Небо было темным, низкие облака плыли с моря и несли с собой дождь, ледяную крупу, наверное, снег. Я распахнул окно, чтобы вдохнуть свежего воздуха, хотя в комнате и без того было довольно холодно. Внизу, во дворе, шумно двигались солдаты. Было шесть часов — время смены караула. Те, которых только что сменили, слонялись без дела по двору, хохотали, отпускали какие-то шутки, курили длинные глиняные трубки, обменивались оскорблениями и простоватыми шутками, посмеивались над своими несчастными товарищами, которым предстояло провести ночь, маршируя вдоль обледеневших крепостных валов.

И внезапно я пожалел, что не принадлежу к их числу. Вот бы освободиться от возложенной на меня работы, от ответственности и бесчисленных забот, с ней связанных. Но больше всего мне хотелось оказаться дома, в Лотингене, рядом с женой и детьми и спокойно, ни о чем не думая, печь картошку в мундире на огне, ревущем в кухонном очаге. Я жестко напомнил себе, что ни о чем подобном не следует и мечтать, пока я не завершу донесение. Если я не смогу представить убедительное объяснение всему, что произошло в Кенигсберге, то мне, видимо, предстоит сгнить заживо в этой Крепости. Если вопрос о Мартине Лямпе так и останется висеть у меня камнем на шее, подумал я, придется куковать здесь еще очень-очень долго.

Откуда-то издалека донесся какой-то шум.

Я был настолько занят мрачными мыслями относительно собственной судьбы, что, начнись штурм Крепости, я бы, наверное, даже и не заметил.

Кто-то стучал ко мне в дверь.

Мгновение спустя звук повторился, затем послышался голос, который я сразу же узнал.

— Герр Стиффениис, можно войти, сударь?

У моей двери стоял офицер Штадтсхен. Вне всякого сомнения, он пришел молить о снисхождении. Вряд ли у него были какие-то иллюзии относительно моих намерений и сомнения по поводу того, что я могу написать о нем в своем докладе.

— Приходите позже! — крикнул я. — Король ждет доклада!

Но Штадтсхен не ушел. Он снова постучал, на сей раз значительно громче.

— Герр поверенный, умоляю вас, сударь. Это не терпит отлагательства.

Я закрыл окно и проследовал к двери.

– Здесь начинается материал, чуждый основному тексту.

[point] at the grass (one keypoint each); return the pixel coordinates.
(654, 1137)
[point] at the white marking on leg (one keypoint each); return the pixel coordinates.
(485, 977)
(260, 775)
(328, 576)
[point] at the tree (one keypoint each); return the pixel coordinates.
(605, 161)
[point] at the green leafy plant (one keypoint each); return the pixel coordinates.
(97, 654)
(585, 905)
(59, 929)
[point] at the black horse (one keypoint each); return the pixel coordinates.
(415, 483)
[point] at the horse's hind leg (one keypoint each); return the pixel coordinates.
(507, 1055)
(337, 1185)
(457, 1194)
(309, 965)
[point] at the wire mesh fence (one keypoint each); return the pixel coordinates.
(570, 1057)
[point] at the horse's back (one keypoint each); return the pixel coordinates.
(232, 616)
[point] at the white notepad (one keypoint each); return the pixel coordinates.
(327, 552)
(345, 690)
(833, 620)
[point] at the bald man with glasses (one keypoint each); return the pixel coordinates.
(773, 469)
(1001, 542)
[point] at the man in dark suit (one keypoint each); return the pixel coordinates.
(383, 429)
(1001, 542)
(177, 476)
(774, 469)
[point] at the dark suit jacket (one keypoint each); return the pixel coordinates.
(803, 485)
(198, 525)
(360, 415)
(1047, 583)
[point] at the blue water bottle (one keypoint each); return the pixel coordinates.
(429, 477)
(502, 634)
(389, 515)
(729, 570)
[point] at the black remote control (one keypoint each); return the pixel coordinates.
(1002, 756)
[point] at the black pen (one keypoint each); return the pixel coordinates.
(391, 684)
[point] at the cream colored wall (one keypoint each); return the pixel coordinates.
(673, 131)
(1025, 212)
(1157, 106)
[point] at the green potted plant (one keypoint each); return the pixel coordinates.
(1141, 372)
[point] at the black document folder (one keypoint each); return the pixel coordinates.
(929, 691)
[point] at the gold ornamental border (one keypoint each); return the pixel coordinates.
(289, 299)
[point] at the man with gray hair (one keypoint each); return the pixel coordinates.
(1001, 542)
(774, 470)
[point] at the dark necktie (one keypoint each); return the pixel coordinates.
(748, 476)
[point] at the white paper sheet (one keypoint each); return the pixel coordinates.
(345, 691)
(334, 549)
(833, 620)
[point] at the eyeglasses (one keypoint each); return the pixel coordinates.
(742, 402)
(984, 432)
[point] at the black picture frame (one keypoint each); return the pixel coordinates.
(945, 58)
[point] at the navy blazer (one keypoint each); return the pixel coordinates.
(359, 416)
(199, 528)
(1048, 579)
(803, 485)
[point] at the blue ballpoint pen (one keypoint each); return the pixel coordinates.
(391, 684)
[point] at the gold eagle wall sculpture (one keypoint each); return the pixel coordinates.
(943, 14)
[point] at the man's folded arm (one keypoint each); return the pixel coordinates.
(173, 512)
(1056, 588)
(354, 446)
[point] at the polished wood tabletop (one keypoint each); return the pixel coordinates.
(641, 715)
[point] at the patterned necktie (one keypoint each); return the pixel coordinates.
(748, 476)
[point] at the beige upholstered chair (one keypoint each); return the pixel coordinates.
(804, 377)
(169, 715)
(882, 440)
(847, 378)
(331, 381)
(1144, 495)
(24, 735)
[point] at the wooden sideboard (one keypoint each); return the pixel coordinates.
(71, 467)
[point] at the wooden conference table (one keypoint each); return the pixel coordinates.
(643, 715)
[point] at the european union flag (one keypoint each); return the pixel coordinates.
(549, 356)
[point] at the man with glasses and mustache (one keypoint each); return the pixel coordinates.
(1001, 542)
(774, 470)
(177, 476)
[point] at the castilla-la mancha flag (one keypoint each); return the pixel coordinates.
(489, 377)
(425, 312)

Переполнявший меня гнев готов был вырваться наружу в любое мгновение. Штадтсхен не оставлял мне выбора. Сейчас я скажу ему все, что о нем думаю. Вынеся тело из леса, он завел мое расследование в тупик. И если мне удастся, я обязательно добьюсь понижения его в звании. Ах, как бы мне хотелось подвергнуть его основательной порке!

Я распахнул дверь со словами «Ну-с? В чем дело?».

Штадтсхен стоял передо мной навытяжку, прямой и неподвижный, словно флагшток. Он бросил на меня нервный взгляд, потом поднял руку и протянул мне листок бумаги.

— Письменные показания, сударь, — провозгласил он. — Об опознании трупа. Даны фрау Лямпе, сударь. Вот здесь подпись вдовы.

— Вдовы? — выпалил я, выхватил у него из рук бумагу и начал с жадностью вчитываться в каждую строчку.

«Данным клятвенно подтверждаю, что останки, найденные в лесу у Белефеста, которые я осматривала в Кенигсбергской крепости в присутствии офицера, принадлежат моему законному супругу Мартину Лямпе».

Имя женщины было выписано такими же жирными буквами, что и сам текст и подпись Штадтсхена. Фрау Лямпе заверила содержание документа, поставив какой-то кривой крестик в самом низу листа.

— Она не умеет писать, — пояснил Штадтсхен.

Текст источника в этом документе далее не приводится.